It is denying an injured cheerleader the right to sue the male spotter who missed catching her during a practice routine, as well as the right to sue her school district and the district’s insurer.

At issue in the case was whether cheerleaders qualify for immunity under a Wisconsin law that prevents participants in contact sports from suing each other for unintentional injuries.

It does not spell out which sports are contact sports. The District 4 Court of Appeals ruled last year cheerleading doesn’t qualify because there’s no contact between opposing teams.
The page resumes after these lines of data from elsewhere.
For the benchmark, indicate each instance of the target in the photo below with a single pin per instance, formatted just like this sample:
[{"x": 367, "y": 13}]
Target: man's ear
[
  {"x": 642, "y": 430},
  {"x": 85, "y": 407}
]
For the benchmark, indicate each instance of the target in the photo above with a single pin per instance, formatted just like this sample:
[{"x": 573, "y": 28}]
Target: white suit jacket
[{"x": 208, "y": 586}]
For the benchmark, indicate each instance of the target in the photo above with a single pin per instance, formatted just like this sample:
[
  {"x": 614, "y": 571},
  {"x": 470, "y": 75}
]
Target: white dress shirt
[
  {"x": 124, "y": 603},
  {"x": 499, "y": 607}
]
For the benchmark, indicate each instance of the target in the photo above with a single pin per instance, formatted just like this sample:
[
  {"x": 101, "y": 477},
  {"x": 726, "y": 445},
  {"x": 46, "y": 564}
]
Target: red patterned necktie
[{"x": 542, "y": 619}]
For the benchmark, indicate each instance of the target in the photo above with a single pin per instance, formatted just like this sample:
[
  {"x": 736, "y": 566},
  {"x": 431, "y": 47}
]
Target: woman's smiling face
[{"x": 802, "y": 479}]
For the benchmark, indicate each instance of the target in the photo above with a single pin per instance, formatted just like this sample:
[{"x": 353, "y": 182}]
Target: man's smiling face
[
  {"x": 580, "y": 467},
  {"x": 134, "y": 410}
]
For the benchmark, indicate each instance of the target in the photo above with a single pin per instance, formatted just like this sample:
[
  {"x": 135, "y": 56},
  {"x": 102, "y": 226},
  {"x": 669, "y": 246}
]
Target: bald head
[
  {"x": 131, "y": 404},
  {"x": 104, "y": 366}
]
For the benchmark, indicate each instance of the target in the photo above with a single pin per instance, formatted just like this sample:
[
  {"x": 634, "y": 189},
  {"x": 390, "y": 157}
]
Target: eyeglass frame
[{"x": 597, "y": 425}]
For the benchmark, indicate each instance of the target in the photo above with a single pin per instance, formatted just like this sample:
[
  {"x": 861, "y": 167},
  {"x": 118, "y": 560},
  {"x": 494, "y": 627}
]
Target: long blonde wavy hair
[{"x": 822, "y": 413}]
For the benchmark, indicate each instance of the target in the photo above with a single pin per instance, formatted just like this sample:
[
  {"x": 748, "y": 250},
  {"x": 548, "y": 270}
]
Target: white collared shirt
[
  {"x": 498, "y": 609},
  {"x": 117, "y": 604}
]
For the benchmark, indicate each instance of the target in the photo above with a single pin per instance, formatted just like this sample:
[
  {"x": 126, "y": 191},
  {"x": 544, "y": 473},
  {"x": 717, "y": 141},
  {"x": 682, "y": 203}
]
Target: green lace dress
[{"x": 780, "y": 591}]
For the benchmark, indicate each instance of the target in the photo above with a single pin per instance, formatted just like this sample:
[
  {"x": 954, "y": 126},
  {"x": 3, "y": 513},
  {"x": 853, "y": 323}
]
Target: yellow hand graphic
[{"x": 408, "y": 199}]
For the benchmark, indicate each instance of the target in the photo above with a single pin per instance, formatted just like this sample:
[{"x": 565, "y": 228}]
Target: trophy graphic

But all seven members of the Supreme Court agreed on Tuesday to overturn that decision. In the opinion, Justice Annette Ziegler said cheerleading involves “a significant amount of physical contact between the cheerleaders.” As an example, she cited stunts in which cheerleaders are tossed in the air.

If you’ve ever seen cheerleaders tossing each other around at a football or basketball game at the college level or younger, you realize your child would be much safer taking a helmet-to-helmet hit from a young Troy Polamalu or taking a charge from Shaquille O’Neal than they would doing 25-story pyramids or being tossed over the Sears Tower or whatever other death-defying routines the clearly sadistic cheerleader coach has mandated. The AP story to which I linked notes there have been 100 “catastrophic” cheerleading injuries since 1982.


Sure, you’re laughing now, boys. But you won’t be laughing when her broken self sees you in court.

Hopefully, this ruling will force high school football coaches to substitute cheerleading for dancing as the implicitly pansy-ass contact sport that they contrast to football as the not-pansy-ass collision sport.